T raditional economic theories, as well as conventional wisdom, suggest that negotiations should be rational transactions guided by the principle of utility maximization (Raiffa, 1982). That is, the economic perspective assumes that negotiators have stable, well-defined preferences, and that they attempt to fulfill these preferences during the course of their negotiations by striving to maximize their gains and minimise their losses. Unfortunately, in reality, negotiations are rarely this straightforward, and negotiations often fail to play out according to the predictions of rational choice models (Neale & Bazerman, 1991). As a result, negotiation researchers have demonstrated a growing interest in a social cognition approach to negotiation, which aims to understand the human psychological influences on negotiation processes and outcomes.
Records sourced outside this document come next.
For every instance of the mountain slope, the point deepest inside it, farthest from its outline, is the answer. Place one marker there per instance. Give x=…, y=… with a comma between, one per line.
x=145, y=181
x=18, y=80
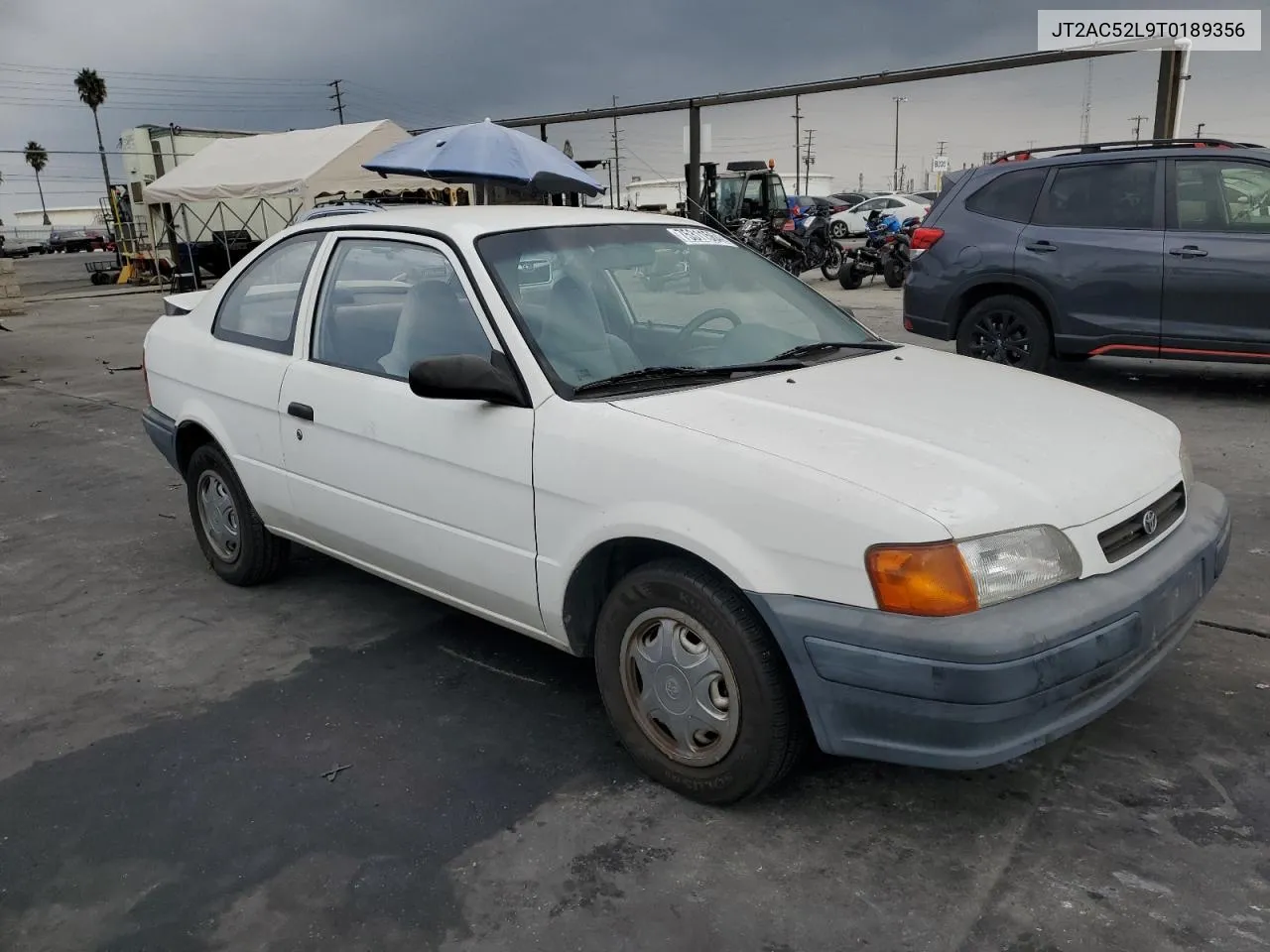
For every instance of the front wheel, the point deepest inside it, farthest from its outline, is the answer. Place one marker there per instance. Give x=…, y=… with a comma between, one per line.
x=695, y=684
x=1005, y=329
x=832, y=264
x=229, y=531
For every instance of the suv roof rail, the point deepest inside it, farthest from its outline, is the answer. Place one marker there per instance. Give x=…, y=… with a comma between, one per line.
x=1125, y=145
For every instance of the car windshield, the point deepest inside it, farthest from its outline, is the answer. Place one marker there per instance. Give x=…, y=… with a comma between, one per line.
x=607, y=299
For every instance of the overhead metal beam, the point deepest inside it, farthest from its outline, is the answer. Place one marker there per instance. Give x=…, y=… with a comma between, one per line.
x=802, y=89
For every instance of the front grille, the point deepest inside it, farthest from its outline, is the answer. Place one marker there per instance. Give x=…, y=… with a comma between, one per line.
x=1127, y=537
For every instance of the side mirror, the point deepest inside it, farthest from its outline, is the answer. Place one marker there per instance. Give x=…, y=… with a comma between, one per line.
x=463, y=377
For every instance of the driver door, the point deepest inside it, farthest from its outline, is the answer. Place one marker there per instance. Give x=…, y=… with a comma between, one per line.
x=1216, y=257
x=436, y=494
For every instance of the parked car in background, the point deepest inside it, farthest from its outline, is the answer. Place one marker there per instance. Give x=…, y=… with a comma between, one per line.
x=1133, y=249
x=695, y=484
x=333, y=208
x=852, y=198
x=77, y=240
x=855, y=220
Rooted in social psychology, social cognition concerns how individuals make sense of their environment and think about the world around them (Fiske & Taylor, 1991). In the context of negotiation, research on social cognition investigates how negotiators' perceptions and attributions affect their desires and behavior in negotiations and, subsequently, their negotiated agreements. Thus, unlike traditional economic models of negotiator behavior, the social cognition approach to negotiation recognizes that two negotiators, facing the same objective circumstances, may have different goals, express different behaviors, and obtain different benefits, simply because these two negotiators perceive their circumstances differently.